You can also view the project on [PyPI](https://pypi.org/project/AutoStats/).

---

## Usage

### Auto Report
To generate an automated exploratory data analysis report:

```python
from AutoStats.report import auto_report
import pandas as pd

# Load your dataset
df = pd.read_csv("your_dataset.csv")

# Generate the report
auto_report(df, tresh=10, output_file="auto_report.pdf", df_name="Your Dataset")
```

### Manual Report
To create a report with manually specified column types:

```python
from AutoStats.report import manual_report
import pandas as pd

# Load your dataset
df = pd.read_csv("your_dataset.csv")

# Specify column types
categorical_cols = ['col1', 'col2']
continuous_cols = ['col3', 'col4']
discrete_cols = ['col5']

# Generate the report
manual_report(df, categorical_cols, continuous_cols, discrete_cols, output_file="manual_report.pdf", df_name="Your Dataset")
```

### Data Imputation
To run the complete missing data imputation pipeline:

```python
from AutoStats.impute import run_full_pipeline
import pandas as pd

# Load your dataset (with missing values)
df = pd.read_csv("your_dataset.csv")

# Run the imputation pipeline
best_imputed_df, summary_table = run_full_pipeline(df, simulate=True, build=True)

# The pipeline returns the imputed dataframe and a summary of the best methods used.
print(best_imputed_df.head())
print(summary_table)
```

**How the imputation pipeline works:**
- **`simulate=True`**: This mode is for datasets that already have missing values.

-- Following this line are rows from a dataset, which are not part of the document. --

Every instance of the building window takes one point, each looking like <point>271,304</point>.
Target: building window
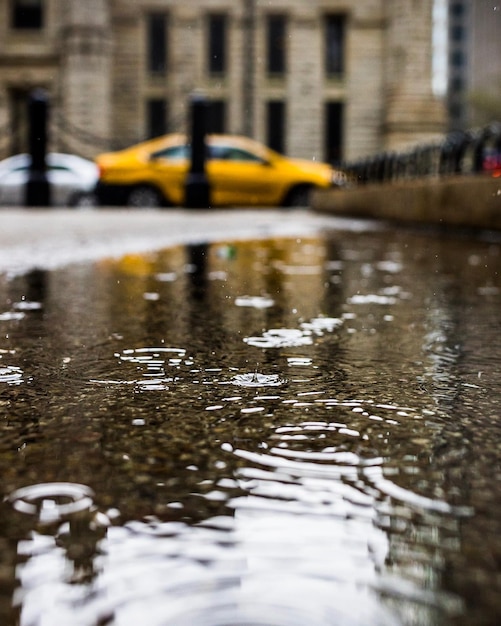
<point>457,33</point>
<point>156,117</point>
<point>276,44</point>
<point>457,58</point>
<point>334,132</point>
<point>27,14</point>
<point>457,9</point>
<point>275,125</point>
<point>217,43</point>
<point>156,41</point>
<point>335,26</point>
<point>217,116</point>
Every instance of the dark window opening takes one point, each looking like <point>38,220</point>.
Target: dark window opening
<point>334,132</point>
<point>156,117</point>
<point>156,38</point>
<point>217,117</point>
<point>217,44</point>
<point>275,125</point>
<point>334,44</point>
<point>276,44</point>
<point>27,14</point>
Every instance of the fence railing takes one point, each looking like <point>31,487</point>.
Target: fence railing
<point>460,152</point>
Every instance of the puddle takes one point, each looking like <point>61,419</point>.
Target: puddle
<point>274,432</point>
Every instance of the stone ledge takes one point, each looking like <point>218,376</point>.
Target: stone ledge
<point>466,201</point>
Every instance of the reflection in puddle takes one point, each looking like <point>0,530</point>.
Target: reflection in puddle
<point>322,451</point>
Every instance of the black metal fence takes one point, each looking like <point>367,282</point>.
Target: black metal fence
<point>461,152</point>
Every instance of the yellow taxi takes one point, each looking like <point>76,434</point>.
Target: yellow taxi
<point>240,172</point>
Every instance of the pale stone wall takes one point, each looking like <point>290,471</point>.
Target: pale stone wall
<point>91,58</point>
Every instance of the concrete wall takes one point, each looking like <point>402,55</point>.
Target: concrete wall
<point>468,201</point>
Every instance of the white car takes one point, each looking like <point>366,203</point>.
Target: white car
<point>72,180</point>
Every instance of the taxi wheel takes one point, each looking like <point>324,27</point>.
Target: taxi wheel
<point>299,196</point>
<point>144,197</point>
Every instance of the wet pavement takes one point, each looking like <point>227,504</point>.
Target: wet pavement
<point>49,238</point>
<point>259,418</point>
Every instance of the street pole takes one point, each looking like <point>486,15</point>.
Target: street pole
<point>37,189</point>
<point>197,185</point>
<point>249,28</point>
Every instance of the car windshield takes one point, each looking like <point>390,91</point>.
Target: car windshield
<point>218,152</point>
<point>230,153</point>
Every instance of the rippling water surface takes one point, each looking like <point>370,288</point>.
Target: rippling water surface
<point>264,433</point>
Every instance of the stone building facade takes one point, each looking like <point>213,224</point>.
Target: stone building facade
<point>322,79</point>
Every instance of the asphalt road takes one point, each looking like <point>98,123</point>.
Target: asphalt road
<point>50,238</point>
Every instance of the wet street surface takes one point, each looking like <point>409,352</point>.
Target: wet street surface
<point>285,429</point>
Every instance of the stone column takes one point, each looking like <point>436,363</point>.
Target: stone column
<point>413,114</point>
<point>85,88</point>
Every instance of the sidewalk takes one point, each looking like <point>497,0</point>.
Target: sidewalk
<point>49,238</point>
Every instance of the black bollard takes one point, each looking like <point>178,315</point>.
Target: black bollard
<point>197,188</point>
<point>37,191</point>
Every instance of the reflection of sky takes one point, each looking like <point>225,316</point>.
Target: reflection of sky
<point>439,68</point>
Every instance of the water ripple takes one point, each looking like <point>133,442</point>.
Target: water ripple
<point>51,502</point>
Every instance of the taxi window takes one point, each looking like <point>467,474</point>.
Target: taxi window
<point>173,153</point>
<point>230,153</point>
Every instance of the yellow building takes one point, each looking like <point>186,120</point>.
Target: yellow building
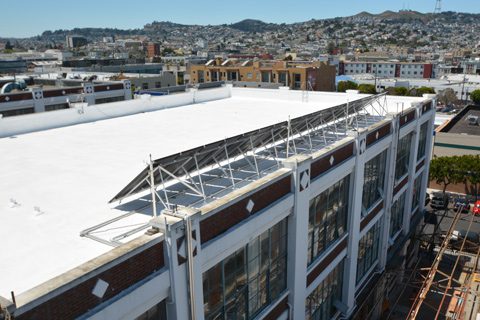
<point>317,76</point>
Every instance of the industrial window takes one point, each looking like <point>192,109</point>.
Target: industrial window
<point>417,191</point>
<point>374,179</point>
<point>53,107</point>
<point>297,81</point>
<point>247,281</point>
<point>403,156</point>
<point>319,305</point>
<point>17,112</point>
<point>368,251</point>
<point>157,312</point>
<point>422,141</point>
<point>108,100</point>
<point>327,219</point>
<point>396,217</point>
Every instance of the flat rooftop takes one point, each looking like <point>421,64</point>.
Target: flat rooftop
<point>55,183</point>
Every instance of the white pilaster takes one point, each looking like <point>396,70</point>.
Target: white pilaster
<point>38,102</point>
<point>89,94</point>
<point>298,235</point>
<point>354,218</point>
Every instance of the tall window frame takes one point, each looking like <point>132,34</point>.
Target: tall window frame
<point>374,180</point>
<point>319,305</point>
<point>368,251</point>
<point>247,281</point>
<point>396,215</point>
<point>422,141</point>
<point>327,219</point>
<point>403,156</point>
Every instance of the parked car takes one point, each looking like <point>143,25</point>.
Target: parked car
<point>462,203</point>
<point>439,201</point>
<point>427,198</point>
<point>476,208</point>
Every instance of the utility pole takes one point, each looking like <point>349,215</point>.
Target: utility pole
<point>438,7</point>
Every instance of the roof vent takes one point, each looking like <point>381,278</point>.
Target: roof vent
<point>472,120</point>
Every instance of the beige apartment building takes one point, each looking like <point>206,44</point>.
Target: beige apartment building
<point>315,76</point>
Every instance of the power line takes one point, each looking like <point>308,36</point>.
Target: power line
<point>438,7</point>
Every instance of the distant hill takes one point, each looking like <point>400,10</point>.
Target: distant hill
<point>250,25</point>
<point>368,30</point>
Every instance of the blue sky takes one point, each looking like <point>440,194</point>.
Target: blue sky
<point>32,17</point>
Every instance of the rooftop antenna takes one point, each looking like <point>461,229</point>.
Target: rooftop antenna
<point>438,7</point>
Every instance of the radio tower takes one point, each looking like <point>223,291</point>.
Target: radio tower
<point>438,7</point>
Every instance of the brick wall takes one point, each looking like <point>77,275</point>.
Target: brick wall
<point>225,219</point>
<point>78,300</point>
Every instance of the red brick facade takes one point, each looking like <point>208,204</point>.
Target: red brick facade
<point>78,300</point>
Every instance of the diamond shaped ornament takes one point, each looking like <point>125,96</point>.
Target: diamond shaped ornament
<point>250,205</point>
<point>100,288</point>
<point>305,180</point>
<point>332,160</point>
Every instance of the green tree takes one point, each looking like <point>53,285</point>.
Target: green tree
<point>419,92</point>
<point>447,96</point>
<point>367,88</point>
<point>445,171</point>
<point>331,47</point>
<point>475,96</point>
<point>397,91</point>
<point>346,85</point>
<point>469,166</point>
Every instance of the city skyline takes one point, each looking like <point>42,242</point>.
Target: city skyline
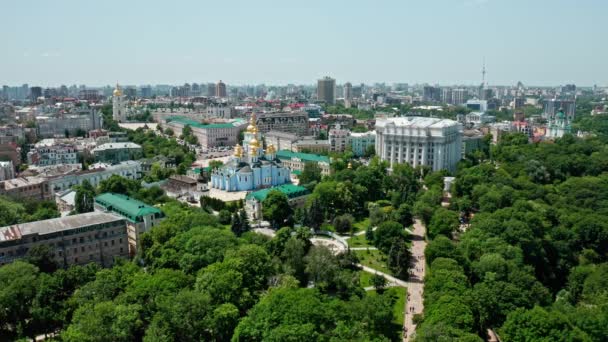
<point>270,42</point>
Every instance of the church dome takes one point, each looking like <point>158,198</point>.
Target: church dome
<point>238,151</point>
<point>271,149</point>
<point>254,143</point>
<point>252,128</point>
<point>117,91</point>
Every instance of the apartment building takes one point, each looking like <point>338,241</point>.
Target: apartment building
<point>74,240</point>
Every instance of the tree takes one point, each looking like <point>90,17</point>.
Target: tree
<point>379,282</point>
<point>343,223</point>
<point>370,151</point>
<point>17,291</point>
<point>105,321</point>
<point>310,173</point>
<point>224,216</point>
<point>314,215</point>
<point>85,197</point>
<point>276,208</point>
<point>403,215</point>
<point>386,233</point>
<point>215,164</point>
<point>539,324</point>
<point>399,257</point>
<point>240,223</point>
<point>443,222</point>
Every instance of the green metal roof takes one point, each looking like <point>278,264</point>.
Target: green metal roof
<point>287,154</point>
<point>290,190</point>
<point>126,206</point>
<point>197,124</point>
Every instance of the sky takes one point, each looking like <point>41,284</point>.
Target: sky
<point>537,42</point>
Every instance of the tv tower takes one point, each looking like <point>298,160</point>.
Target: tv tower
<point>483,74</point>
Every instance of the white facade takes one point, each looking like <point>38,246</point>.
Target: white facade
<point>419,141</point>
<point>119,105</point>
<point>7,171</point>
<point>96,173</point>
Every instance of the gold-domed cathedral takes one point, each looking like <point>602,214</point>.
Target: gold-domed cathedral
<point>251,167</point>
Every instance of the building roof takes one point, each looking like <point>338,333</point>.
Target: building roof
<point>290,190</point>
<point>196,124</point>
<point>286,154</point>
<point>16,231</point>
<point>125,206</point>
<point>416,122</point>
<point>116,146</point>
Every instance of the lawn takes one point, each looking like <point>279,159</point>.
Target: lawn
<point>358,241</point>
<point>365,279</point>
<point>373,258</point>
<point>361,225</point>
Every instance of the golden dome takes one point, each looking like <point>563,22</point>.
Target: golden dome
<point>254,143</point>
<point>252,125</point>
<point>117,91</point>
<point>238,151</point>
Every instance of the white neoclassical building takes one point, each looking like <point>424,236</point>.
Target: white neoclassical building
<point>419,141</point>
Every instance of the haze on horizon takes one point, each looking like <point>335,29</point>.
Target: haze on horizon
<point>540,42</point>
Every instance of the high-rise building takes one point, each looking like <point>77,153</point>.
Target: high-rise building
<point>119,105</point>
<point>326,90</point>
<point>446,95</point>
<point>459,96</point>
<point>348,94</point>
<point>348,91</point>
<point>552,107</point>
<point>431,94</point>
<point>35,93</point>
<point>210,89</point>
<point>220,89</point>
<point>419,141</point>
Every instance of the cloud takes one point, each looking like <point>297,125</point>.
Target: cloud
<point>476,2</point>
<point>50,54</point>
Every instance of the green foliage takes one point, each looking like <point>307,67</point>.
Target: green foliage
<point>386,233</point>
<point>276,208</point>
<point>85,197</point>
<point>311,173</point>
<point>443,222</point>
<point>344,223</point>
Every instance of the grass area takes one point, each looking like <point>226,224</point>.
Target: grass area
<point>359,241</point>
<point>399,294</point>
<point>361,226</point>
<point>374,259</point>
<point>365,279</point>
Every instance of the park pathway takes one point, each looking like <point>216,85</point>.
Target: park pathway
<point>415,284</point>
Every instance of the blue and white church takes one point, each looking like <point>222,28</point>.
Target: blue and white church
<point>251,168</point>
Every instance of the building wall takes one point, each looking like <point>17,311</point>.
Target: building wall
<point>437,147</point>
<point>99,243</point>
<point>263,177</point>
<point>127,170</point>
<point>117,155</point>
<point>291,122</point>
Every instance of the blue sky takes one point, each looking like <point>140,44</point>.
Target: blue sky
<point>538,42</point>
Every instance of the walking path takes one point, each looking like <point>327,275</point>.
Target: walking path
<point>415,284</point>
<point>391,280</point>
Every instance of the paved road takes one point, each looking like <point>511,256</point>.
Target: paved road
<point>415,284</point>
<point>391,280</point>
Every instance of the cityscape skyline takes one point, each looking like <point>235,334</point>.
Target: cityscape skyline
<point>254,43</point>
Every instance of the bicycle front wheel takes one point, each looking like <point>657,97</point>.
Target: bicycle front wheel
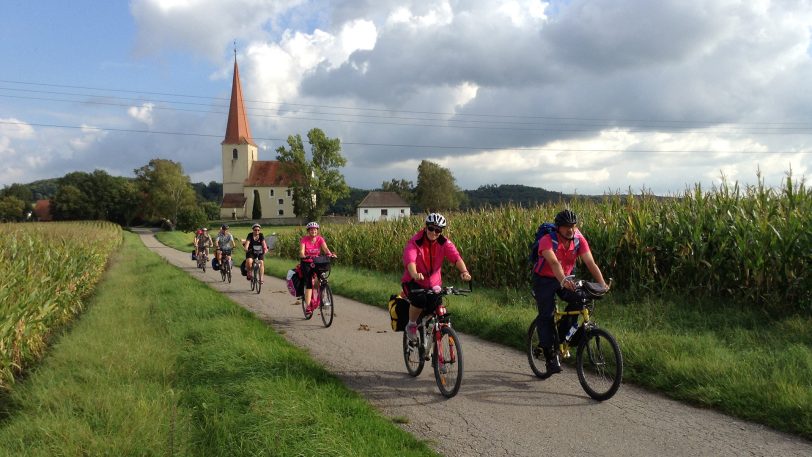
<point>535,356</point>
<point>327,306</point>
<point>447,362</point>
<point>599,364</point>
<point>413,352</point>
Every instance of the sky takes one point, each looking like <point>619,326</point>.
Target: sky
<point>573,96</point>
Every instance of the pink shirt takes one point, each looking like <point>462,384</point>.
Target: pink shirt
<point>428,257</point>
<point>312,245</point>
<point>565,255</point>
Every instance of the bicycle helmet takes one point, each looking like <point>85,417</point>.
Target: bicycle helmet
<point>436,219</point>
<point>566,217</point>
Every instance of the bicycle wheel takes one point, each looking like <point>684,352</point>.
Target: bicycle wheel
<point>447,361</point>
<point>326,305</point>
<point>599,364</point>
<point>413,352</point>
<point>535,356</point>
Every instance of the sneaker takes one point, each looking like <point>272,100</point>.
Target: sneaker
<point>411,331</point>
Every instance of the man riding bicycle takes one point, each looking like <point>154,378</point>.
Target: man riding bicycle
<point>557,255</point>
<point>225,244</point>
<point>423,260</point>
<point>255,249</point>
<point>203,242</point>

The pipeline will identify the missing data patterns and find the best imputation method for each column. This is the most common use case.
- **`simulate=False`**: This mode is for evaluating the imputation methods on a complete dataset. You must specify a `missingness_value` (e.g., `missingness_value=0.10` for 10%). The pipeline will artificially introduce missing values into your complete dataset and then impute them, allowing you to assess the performance of the different methods.

For a detailed technical explanation of the imputation module, please refer to the [Imputation Technical Report](impute.pdf).

---

## 📜 License

This project is licensed under the MIT License - see the [LICENSE](LICENSE) file for details.